China should lead developing world in curbing climate change: Chu



Washington (Platts)--15Jul2009

US Energy Secretary Steven Chu told students and faculty at one of
China's most prestigious science and technology universities Wednesday that
the nation should lead the developing world in limiting climate change.

"What the US [does], and what China does in the coming decades will
actually, in large part, determine the fate of the world," Chu said at
Beijing's Tsinghua University. "So it is very important that we in the US move
very aggressively towards decreasing the amount of carbon in the world, and I
sincerely hope that China follows soon after."

Chu's parents graduated from the university before moving to the US.

Students packed the aisles in the stuffy auditorium as Chu warned about
the dire consequences from rising global temperatures that many blame on
greenhouse-gas emissions. Rising sea levels could imperil coastal Chinese
cities, and shrinking glaciers in the Himalayas could lead to water shortages
in China and India, he said.

China recently surpassed the US as the number one emitter of greenhouse
gases such as carbon dioxide. Together the two countries produce 42% of the
world's CO2, Chu said.

China has been under pressure since it refused at a Group of Eight
meeting last week to support the adoption of greenhouse gas emission targets,
saying such limitations would be unfair to developing nations. That meeting in
Italy came as the world prepares for climate talks in Copenhagen, Denmark, in
December, which are aimed at producing a successor to the Kyoto Protocol, an
international climate treaty that expires in 2012 and which limits greenhouse
gas emissions.

"We all live in the same world," Chu said. "The developed world did make
a problem, I admit that, but the developing world is going to make the problem
much, much worse. And we are all in this together, so we have to fix it
together."

While Chu called on China to lead developing nations in finding ways to
reduce GHG emissions, he also praised China for renewable energy and energy
efficiency policies implemented in 2005. China already has vehicle
fuel-efficiency standards that exceed the US, but Chu said both countries
could learn from Europe and Japan, where standards are around 50 miles/gallon,
almost double the US.

Chu also said that energy research in the two countries could set an
example for others.
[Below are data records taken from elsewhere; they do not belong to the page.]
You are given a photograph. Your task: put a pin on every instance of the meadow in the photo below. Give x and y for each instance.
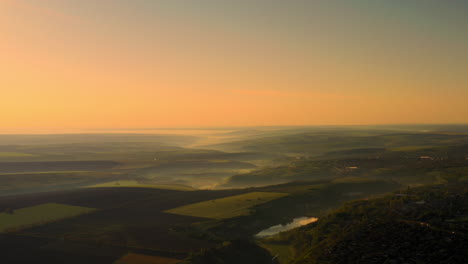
(18, 219)
(228, 207)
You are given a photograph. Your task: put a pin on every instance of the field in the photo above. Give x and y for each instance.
(227, 207)
(145, 259)
(37, 215)
(15, 154)
(136, 184)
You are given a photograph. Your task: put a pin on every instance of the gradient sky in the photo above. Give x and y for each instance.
(75, 65)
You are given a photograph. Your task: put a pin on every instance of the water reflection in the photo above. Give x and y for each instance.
(297, 222)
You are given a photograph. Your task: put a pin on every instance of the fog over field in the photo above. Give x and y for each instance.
(233, 132)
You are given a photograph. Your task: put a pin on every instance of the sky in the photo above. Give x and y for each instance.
(79, 65)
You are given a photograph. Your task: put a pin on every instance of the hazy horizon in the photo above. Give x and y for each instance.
(84, 65)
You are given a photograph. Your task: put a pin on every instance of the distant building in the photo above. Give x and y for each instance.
(425, 158)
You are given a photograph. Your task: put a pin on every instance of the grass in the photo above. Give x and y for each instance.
(411, 148)
(133, 258)
(227, 207)
(43, 172)
(136, 184)
(283, 252)
(353, 179)
(38, 215)
(15, 154)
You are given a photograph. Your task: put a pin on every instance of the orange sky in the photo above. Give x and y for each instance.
(69, 65)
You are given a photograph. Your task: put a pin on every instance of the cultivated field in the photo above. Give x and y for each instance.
(133, 258)
(227, 207)
(37, 215)
(136, 184)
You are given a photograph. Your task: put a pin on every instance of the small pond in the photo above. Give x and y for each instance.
(297, 222)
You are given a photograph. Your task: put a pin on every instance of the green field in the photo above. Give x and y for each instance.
(38, 215)
(133, 258)
(15, 154)
(227, 207)
(136, 184)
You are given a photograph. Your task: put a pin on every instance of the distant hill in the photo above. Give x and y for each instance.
(420, 225)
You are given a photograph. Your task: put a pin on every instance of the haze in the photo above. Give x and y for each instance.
(77, 65)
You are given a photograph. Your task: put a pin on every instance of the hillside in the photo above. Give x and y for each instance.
(420, 225)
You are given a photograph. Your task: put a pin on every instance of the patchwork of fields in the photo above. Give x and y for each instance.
(136, 184)
(37, 215)
(227, 207)
(133, 258)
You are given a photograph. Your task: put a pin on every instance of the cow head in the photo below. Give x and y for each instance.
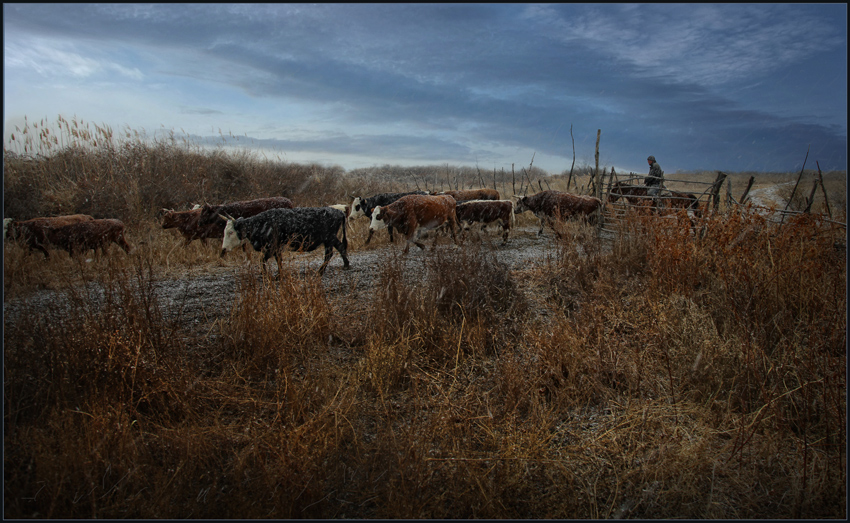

Such research cooperation was formalized Wednesday, at the
end of back-to-back meetings with several of China's highest energy and
research officials.

After the meetings with State Counselor Liu Yandong, Minister of Science
and Technology Wan Gang and National Energy Administration chief Zhang Guo
Bao, the officials announced a new bilateral energy research center to
coordinate energy research between the two countries.

The US-China Clean Energy Research Center would receive $15 million
dollars from each country to focus on building and industrial efficiency,
carbon capture and storage, renewable technologies, nuclear energy and clean
vehicles. It would have headquarters in the US and China to help researchers
perform joint projects.

The US and China are two of the largest users of coal for power
generation, and the center will also focus on ways to develop technology to
reduce the CO2 emissions from coal-fired power plants. In addition, on
Wednesday Chu was scheduled to visit an integrated gasification combined cycle
coal pilot-plant, which is designed use coal with near-zero emissions.